Они использовали это своё право, объявив, что все мирные жители – зависимые крестьяне, свободные земледельцы, клирики, женщины, дети – не должны страдать от бедствий войны. Любой воин, на чьей бы стороне он ни сражался, служил ли он в дружине феодала или в войске короля, будь он франком или чужестранцем, – любой воин, ограбивший церковь, отлучался от неё. Отлучались от церкви и те, кто отбирал скот у бедных. Любой, кто напал на священника, если священник был безоружен, также отлучался. В декларациях Шарру учитывалось наличие воинствующих клириков, чтобы не допустить их произвола.17
Собор в Шарру – первый шаг к созданию понятия «божьего мира» (или «божьего перемирия»), первая организованная попытка христианской церкви официально установить различия между людьми, принимающими и не принимающими участие в войне. Очередной шаг вперёд случился в 994 году, когда папа римский объявил, что аббатство Клюни в восточной земле франков станет приютом для всех беженцев. Аббатство было основано частным лицом в 930 году, и его основатель, Гильом Благочестивый из Аквитании, вписал в его хартию существенную степень независимости. Аббатство Клюни, в отличие от других подобных монастырей, подчинялось непосредственно папе. Ни один мирской владыка, даже основатель и его семья, не имели права вмешиваться в его дела. Теоретически аббатство Клюни не несло ответственности ни перед кем из правителей и не подчинялось местным епископам. Поэтому оно предлагало безопасный приют любому, кто добирался до его стен, невзирая на то, кому и насколько насолил беглец. Само аббатство было защищено от нападения, ограбления и сожжения угрозой отлучения от церкви.18
Движение «божьего мира» было больше, чем попыткой определить этические принципы войны. Это был отчаянный ответ миру, в котором возможность спасения и миссия христианской церкви все теснее привязывались к территориальным притязаниям королей. Превращение аббатства Клюни в приют дало папе римскому – который, как считалось, унаследовал полномочия святого Петра открывать и закрывать врата рая – высшее право обеспечивать безопасность во время войны.
Однако это было несовершенное решение.
Насколько оно было несовершенным, стало ясно в 996 году, когда Оттон III Германский достиг шестнадцатилетия. Итальянские сеньоры согласились признать его королём той северной области, где некогда обитали лангобарды. Теперь она именовалась просто Итальянским королевством и занимала не весь полуостров, а лишь часть его, довесок к германскому королевству
Получив власть над Италией, Оттон сразу назначил своего двадцатичетырёхлетнего двоюродного брата на должность папы римского, сделав его папой Григорием V – первым папой германского происхождения. Новый папа отплатил Оттону, даровав ему титул «священного римского императора», короновав его, как защитника церкви и правителя старых римских земель.

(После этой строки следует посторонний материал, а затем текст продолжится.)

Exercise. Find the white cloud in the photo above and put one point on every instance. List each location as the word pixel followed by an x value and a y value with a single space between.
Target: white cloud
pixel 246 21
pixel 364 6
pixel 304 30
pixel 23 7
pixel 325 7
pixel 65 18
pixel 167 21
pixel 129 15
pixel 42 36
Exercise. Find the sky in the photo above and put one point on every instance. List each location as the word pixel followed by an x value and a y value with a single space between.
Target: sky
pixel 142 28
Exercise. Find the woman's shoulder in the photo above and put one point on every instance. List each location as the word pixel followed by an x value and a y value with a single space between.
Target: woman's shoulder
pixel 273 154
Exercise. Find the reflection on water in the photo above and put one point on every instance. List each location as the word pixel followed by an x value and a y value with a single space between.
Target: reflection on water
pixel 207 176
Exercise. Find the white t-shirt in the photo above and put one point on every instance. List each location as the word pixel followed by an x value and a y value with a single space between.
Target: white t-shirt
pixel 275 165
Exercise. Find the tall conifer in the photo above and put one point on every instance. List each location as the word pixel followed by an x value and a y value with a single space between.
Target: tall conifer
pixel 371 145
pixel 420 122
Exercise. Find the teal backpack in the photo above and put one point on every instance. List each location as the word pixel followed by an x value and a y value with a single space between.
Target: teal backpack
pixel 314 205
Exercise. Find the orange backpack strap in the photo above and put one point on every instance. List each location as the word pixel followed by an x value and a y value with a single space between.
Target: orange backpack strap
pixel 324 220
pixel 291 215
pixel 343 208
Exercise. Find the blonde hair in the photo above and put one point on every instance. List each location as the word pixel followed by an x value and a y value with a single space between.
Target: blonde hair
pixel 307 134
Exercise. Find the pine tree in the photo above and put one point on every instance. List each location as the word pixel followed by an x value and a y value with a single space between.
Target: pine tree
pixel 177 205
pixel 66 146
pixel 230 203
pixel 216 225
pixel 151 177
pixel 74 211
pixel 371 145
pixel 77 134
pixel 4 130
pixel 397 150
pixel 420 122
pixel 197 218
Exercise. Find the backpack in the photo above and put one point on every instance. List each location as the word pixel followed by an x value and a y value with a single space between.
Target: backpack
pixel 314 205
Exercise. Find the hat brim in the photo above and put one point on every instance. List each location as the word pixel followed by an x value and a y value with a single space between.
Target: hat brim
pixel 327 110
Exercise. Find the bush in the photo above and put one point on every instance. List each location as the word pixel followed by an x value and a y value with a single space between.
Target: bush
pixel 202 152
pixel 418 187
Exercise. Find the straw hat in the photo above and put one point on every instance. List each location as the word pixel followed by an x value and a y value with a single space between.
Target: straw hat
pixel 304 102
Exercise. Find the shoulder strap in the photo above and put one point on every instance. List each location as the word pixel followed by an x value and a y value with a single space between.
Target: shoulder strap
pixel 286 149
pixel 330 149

Отношения между папой римским и императором, при всей их символичности, способствовали укреплению позиций обоих. Они как бы вернулись ко дням деда Оттона, когда круговорот власти был только создан. Однако возврат нанес серьёзный удар идеалистической идее «божьего мира». Церковь могла предлагать мир и приют во время войны лишь до тех пор, пока она не принадлежала какому-либо государству. Приют можно было найти лишь в месте, управляемом такими людьми, которые не могли ни получить, ни потерять ничего от общения с королём.